Abstract base class for all plugins.

Method: - run(self, config: dict) -> AssertionResult: Execute the plugin's logic. Must return an AssertionResult.

Example:

from ml_assert.plugins.base import Plugin
from ml_assert.core.base import AssertionResult
from datetime import datetime

class MyPlugin(Plugin):
    def run(self, config: dict) -> AssertionResult:
        # ... your logic ...
        if some_condition:
            return AssertionResult(
                success=True,
                message="Check passed!",
                timestamp=datetime.now(),
                metadata={"info": "details"}
            )
        else:
            return AssertionResult(
                success=False,
                message="Check failed!",
                timestamp=datetime.now(),
                metadata={"error": "details"}
            )

Error Handling & Result Reporting

  • Plugins must return an AssertionResult from run().
  • The CLI and integrations use the success, message, and metadata fields for reporting and alerting.
  • If a plugin raises an exception, it is caught by the CLI and reported as a failed step.
  • Use the metadata field to provide detailed results or debugging info.

Plugin Workflow Diagram

graph TD
    A[CLI loads plugins] --> B[Plugin.run(config)]
    B --> C{Check passes?}
    C -- Yes --> D[Return AssertionResult(success=True)]
    C -- No --> E[Return AssertionResult(success=False, metadata with errors)]
    D & E --> F[CLI/integrations handle result]

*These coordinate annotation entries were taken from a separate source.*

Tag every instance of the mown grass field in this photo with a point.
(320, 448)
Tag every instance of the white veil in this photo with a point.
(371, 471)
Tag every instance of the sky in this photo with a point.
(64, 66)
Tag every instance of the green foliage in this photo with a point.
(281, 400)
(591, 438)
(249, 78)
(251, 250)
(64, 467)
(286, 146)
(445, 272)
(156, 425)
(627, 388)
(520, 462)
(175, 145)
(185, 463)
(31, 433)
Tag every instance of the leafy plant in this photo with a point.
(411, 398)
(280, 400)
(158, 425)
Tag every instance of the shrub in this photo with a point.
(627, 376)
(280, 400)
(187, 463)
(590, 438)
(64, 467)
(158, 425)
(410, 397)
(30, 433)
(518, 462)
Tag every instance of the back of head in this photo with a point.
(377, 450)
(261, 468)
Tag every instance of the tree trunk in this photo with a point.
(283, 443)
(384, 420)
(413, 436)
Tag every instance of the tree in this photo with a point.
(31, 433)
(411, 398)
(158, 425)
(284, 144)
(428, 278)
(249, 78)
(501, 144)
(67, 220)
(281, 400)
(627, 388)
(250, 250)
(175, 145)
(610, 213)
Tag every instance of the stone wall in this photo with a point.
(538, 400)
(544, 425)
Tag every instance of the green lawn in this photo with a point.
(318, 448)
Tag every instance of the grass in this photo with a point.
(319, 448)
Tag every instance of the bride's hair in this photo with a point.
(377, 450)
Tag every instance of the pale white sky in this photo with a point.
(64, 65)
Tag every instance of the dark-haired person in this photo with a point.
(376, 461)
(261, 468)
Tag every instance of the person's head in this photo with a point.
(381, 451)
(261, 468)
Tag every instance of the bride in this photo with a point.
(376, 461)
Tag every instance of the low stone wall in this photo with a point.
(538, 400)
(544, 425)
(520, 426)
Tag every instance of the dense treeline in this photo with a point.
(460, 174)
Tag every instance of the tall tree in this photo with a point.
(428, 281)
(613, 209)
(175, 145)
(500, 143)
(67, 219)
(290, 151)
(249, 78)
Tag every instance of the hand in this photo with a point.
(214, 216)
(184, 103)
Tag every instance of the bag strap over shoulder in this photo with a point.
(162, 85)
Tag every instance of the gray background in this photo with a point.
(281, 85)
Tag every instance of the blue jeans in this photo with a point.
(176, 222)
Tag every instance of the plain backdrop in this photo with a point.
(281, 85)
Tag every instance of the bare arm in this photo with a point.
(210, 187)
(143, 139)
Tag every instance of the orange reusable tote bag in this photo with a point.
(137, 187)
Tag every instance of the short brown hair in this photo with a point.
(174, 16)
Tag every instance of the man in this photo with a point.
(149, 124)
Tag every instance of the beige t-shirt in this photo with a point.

Advanced Usage: Custom Plugin Example

Suppose you want to check that a DataFrame has at least N rows:

from ml_assert.plugins.base import Plugin
from ml_assert.core.base import AssertionResult
from datetime import datetime
import pandas as pd

class MinRowsPlugin(Plugin):
    def run(self, config: dict) -> AssertionResult:
        df = pd.read_csv(config["file"])
        min_rows = config.get("min_rows", 10)
        if len(df) >= min_rows:
            return AssertionResult(
                success=True,
                message=f"DataFrame has {len(df)} rows (min required: {min_rows})",
                timestamp=datetime.now(),
                metadata={"row_count": len(df)}
            )
        else:
            return AssertionResult(
                success=False,
                message=f"DataFrame has only {len(df)} rows (min required: {min_rows})",
                timestamp=datetime.now(),
                metadata={"row_count": len(df)}
            )

Register your plugin in your pyproject.toml:

[project.entry-points."ml_assert.plugins"]
min_rows = "my_package.plugins:MinRowsPlugin"

Use in YAML config:

steps:
  - type: min_rows
    file: data/my_data.csv
    min_rows: 100

Built-in Plugins

FileExistsPlugin

Asserts that a file exists at a given path.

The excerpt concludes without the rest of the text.